The show was only 20 looks. Their power lay not in their shoulders or their logos or their bombast, but their ability to get under your skin and push on the soft places. To make you feel, and not just think, or raise your eyebrows, or yawn. That’s rare enough to seem like a radical experience, but it has happened a few times this week.

It happened, for example, at Rick Owens, whose world-building can tend toward the extreme, but who reined in himself — and his soaring shoulders, leaving behind the smoke machines of many other seasons to, as he said in a preview, “remind everybody that all of my proposals are real.” It was a reaction, he said, to “looking around and seeing this kind of ostentatious festival of fashion in which we live.”

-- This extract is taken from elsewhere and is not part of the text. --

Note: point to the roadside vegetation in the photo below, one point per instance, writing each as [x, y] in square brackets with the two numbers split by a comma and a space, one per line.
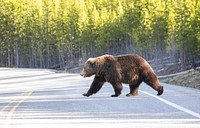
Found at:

It’s as weird to hear Mr. Owens discussing the need to make “plausible” clothes as it is to think of Ms. Kawakubo saying “small.” (“Even I might roll my eyes at me,” Mr. Owens said, laughing.) But the truth is his long bias-cut skirts, collaged together from denim and wool and slit up the center to swirl around the legs; his suede and leather jackets, with their air of desiccated royalty, are simply elegant.

As was a hoodie pieced together from hundreds of strips of some shiny fabric so it resembled feathers, and an evening dress woven from strips of leather that looked both ancient and otherworldly — and wearable. Mr. Owens’ clothes can read as aggressive, but they also offer their own kind of embrace.

Still, perhaps no collection was as purely moving as the Undercover show from Jun Takahashi. Created to mark the brand’s 35th anniversary, it was ostensibly a revisiting of what Mr. Takahashi called his own favorite collection, from Fall 2004, which had been inspired by Patti Smith and the work of French “plush” artist Anne-Valerie Dupond (yeah, it was hard to know what to make of that combination of references).

No matter; it actually featured models of all ages wandering aimlessly around the show space in what seemed like random patterns. Just as the buttons on their sweaters and Champion sweatshirts wandered off-center, meandering through a forest of found objects that decorated their hems: keepsakes and shiny trinkets, like the rescued contents of a treasure chest, that dangled like charms.

A black coat was finished in onyx tinsel and made to be misbuttoned. Puffer party dresses had teddy bear heads quilted into their skirts, as if they were the Easter Island version of F. A. O. Schwarz cuddle toys. Everything was sort of squishy, in a good way; complex and utterly casual at the same time.

At the end, a model came out in an ivory cotton suit, soft as a blanket, long fabric feathers trimming her arms. They were transformed into wings when she put her hands in her pockets. And when she gave a little shrug, as if to say, “What’s the big deal?” or “Can you believe this is going on?” the movement of her dorsal muscles made her wings flap. Back and forth, back and forth, as if getting ready for liftoff.

In that tiny gesture, whole stories lie.